So you’re working on your next construction or restoration project when you encounter an issue with the main material that you’re working with — concrete. It’s the moisture. Unfortunately, you’re not alone when it comes to experiencing issues with concrete moisture levels.
In fact, there are a few common problems that arise when working with concrete, but on the bright side, there are ways to fix the situation.
In this post, we’ll get into these general issues and how the use of a relative humidity (RH) meter can help you prevent them from occurring again.
Floor Expansion (Pop-Outs)
When using concrete, you and your client expect a sound structure that will not deteriorate in quality or aesthetics. However, when the moisture isn’t properly gauged, the look of the structure can be compromised.
For instance, pop-outs may occur — which are small cavities that emerge when an area has expanded and fractured the surface due to a physical or chemical reaction.
When an area close to the surface has low density, but high moisture absorption, the area swells and creates pressure that ruptures the concrete. Or, in a chemical scenario, the alkalis in cement can cause a deterioration in the structure that can eventually absorb water, expanding and then causing a small portion of the surface to fall off.
While pop-outs aren’t structural defects, it is the beginning of potential future deterioration as more water and chemicals are then prone to entering the concrete.
To avoid this altogether, make use of a moisture meter that will tell you if you have the appropriate water levels of your concrete structure — before it’s too late.

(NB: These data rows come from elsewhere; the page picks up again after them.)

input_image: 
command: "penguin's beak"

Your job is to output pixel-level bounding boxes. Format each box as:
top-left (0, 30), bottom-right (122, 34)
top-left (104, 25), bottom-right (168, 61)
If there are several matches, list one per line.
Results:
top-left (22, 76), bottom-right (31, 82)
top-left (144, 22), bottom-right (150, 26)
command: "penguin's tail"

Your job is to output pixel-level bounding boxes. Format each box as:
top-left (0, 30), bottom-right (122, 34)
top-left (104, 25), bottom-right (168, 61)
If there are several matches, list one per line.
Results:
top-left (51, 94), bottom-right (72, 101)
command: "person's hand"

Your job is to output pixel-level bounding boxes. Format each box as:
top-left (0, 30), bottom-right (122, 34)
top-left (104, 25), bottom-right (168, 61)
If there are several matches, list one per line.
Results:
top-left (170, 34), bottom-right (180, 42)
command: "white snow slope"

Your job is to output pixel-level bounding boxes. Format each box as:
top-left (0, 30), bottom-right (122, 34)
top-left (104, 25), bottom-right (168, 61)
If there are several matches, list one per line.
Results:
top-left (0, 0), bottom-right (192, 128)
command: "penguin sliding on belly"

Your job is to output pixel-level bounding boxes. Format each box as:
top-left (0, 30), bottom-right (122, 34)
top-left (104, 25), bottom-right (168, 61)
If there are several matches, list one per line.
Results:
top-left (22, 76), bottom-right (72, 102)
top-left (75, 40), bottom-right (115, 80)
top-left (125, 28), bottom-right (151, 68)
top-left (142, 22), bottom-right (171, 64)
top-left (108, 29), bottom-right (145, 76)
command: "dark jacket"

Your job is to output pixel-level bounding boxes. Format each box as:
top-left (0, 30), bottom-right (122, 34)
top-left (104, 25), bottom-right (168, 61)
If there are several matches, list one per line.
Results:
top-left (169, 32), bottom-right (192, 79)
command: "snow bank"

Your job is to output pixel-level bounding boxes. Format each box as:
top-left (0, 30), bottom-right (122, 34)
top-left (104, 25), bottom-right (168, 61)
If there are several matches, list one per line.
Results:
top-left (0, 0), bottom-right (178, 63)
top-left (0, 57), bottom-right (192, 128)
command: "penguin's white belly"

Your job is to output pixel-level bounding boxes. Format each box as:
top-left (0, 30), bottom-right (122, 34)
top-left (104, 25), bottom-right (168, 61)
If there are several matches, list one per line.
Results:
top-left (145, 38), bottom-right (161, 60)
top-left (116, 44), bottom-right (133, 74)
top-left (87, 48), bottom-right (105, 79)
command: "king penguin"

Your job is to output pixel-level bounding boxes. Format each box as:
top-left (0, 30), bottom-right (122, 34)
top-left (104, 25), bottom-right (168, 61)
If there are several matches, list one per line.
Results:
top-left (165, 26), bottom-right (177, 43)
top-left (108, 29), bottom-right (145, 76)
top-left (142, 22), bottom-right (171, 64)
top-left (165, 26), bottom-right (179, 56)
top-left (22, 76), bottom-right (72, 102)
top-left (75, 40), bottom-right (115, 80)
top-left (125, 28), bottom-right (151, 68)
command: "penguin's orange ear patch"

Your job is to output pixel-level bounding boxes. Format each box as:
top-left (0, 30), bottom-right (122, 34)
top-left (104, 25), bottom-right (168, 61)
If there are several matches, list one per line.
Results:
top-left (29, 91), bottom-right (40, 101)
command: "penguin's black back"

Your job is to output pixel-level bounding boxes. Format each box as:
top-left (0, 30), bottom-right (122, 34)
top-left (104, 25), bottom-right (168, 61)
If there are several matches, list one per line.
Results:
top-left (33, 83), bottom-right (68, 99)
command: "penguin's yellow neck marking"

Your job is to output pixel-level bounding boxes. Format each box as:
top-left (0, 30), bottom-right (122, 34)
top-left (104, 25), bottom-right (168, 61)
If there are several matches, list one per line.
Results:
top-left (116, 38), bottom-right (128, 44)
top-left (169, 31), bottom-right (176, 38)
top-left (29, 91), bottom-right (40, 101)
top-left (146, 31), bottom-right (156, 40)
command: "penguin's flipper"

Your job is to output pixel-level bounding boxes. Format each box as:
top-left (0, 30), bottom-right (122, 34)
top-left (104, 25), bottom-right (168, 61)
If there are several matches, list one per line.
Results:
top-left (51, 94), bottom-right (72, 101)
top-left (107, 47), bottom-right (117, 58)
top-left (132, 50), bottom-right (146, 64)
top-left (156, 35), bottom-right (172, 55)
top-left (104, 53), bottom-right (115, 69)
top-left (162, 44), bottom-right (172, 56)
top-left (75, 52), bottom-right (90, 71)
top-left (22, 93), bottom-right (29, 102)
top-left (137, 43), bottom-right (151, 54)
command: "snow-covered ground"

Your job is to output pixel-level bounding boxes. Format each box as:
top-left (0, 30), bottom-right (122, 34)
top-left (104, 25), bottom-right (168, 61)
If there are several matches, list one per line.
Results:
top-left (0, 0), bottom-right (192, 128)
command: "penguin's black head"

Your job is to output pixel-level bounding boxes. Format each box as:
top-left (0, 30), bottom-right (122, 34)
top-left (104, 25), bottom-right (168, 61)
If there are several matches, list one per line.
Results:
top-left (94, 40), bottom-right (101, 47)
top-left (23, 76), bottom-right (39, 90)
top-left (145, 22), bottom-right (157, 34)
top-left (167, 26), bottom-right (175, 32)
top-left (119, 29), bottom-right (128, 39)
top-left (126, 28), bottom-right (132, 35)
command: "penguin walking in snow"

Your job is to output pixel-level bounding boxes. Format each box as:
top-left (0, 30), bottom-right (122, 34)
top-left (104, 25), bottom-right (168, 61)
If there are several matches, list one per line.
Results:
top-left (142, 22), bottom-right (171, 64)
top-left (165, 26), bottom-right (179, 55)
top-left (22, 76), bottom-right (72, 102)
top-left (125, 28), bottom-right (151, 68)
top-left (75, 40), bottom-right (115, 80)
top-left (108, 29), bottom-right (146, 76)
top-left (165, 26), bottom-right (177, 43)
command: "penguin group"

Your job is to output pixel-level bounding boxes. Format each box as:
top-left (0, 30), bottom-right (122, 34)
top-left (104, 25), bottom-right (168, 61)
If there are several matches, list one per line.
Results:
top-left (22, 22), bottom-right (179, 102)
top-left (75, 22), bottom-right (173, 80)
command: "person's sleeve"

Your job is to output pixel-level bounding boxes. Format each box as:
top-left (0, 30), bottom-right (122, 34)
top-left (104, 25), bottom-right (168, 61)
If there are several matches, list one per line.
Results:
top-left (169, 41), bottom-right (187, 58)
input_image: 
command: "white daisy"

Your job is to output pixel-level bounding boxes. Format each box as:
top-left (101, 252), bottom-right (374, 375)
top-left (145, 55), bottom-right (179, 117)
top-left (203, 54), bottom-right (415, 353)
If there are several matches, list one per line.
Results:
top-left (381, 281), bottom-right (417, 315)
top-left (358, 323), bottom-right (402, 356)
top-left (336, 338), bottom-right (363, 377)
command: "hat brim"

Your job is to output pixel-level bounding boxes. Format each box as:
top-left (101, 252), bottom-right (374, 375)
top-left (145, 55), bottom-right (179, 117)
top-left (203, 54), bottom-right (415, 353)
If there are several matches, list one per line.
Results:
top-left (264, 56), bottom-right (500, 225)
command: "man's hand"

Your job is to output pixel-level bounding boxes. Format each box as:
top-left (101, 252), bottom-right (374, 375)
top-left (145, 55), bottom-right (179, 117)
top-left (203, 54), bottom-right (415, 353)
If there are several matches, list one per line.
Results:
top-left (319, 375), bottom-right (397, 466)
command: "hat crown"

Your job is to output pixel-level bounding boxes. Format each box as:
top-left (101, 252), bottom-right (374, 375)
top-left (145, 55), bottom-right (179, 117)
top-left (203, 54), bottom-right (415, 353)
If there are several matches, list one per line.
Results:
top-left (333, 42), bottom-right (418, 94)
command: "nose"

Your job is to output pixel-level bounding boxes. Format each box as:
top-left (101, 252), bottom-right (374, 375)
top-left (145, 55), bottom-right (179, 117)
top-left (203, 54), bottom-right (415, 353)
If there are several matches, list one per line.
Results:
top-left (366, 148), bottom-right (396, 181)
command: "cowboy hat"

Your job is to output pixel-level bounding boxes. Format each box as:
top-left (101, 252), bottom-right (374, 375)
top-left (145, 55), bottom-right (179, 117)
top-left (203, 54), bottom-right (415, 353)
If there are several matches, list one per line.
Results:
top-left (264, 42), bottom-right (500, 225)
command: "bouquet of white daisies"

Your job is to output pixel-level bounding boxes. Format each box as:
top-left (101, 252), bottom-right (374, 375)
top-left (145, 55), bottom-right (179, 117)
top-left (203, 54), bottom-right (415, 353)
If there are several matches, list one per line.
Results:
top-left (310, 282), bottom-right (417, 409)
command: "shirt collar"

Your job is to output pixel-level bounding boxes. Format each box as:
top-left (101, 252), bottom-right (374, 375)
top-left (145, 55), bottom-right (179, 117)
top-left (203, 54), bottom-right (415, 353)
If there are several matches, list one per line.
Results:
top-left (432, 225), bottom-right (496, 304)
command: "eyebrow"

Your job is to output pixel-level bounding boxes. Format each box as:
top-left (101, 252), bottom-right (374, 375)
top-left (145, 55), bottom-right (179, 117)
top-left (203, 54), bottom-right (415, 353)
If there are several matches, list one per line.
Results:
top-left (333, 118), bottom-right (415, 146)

Buckling & Cupping of Wood Flooring
Cupping happens when the alignment of a wood floor takes on a concave shape (lower in the center and higher on the sides) as opposed to a straight orientation. Wood has a tendency to become swollen when the moisture content of the concrete beneath it rises.
Buckling, on the other hand, is when the wood floor is lifted off the concrete sub-floor. As moisture seeps into the wood floor, it forces the wood to lift up.
Both buckling and cupping are unsettling to the eyes and can have longterm effects if not treated properly. The fact that the moisture content (MC) of the concrete underneath wood can negatively affect the appearance of the flooring goes to show how important it is to properly measure the moisture before and after your project.
When small chips begin to fall off of a concrete structure, this is defined as spalling. The cause of this is either one or two reasons.
- It’s moisture getting into the concrete and then freezing.
- The rebar within the concrete is too wet and, consequently, begins to rust.
Loose Flooring & Mold
When applying another material atop concrete, there’s an adhesive that goes in between. When the concrete is too moist, it can cause the adhesive to not work properly — making the top material loose and prone to shifting.
As you already know, mold loves dampness and darkness. With a concrete structure that is too wet for completion, leaving it moist will allow the environment to generate mold. Furthermore, mold can continue to grow when it has a a fresh, wet underside of wood to keep it fed.
How Moisture Meters Help
With all of these problems susceptible to a wet environment involving concrete, it’s advised that you use a concrete moisture meter on your next project. Some suggestions include the TotalCheck 3-In-1 meter or the HT-4000F stand-alone thermo-hygrometer, which both comply with the ASTM F2170-11 standard.
Keeping tabs on the moisture of your project’s concrete is recommended throughout the project’s duration. Doing this will prevent having to correct issues, waste time (and money) on re-doing projects and help you avoid wasting quality concrete.
For the most accurate reading, consider an RH meter (thermo-hygrometer) with an in-situ probe that will penetrate the concrete’s surface to measure moisture within the actual slab.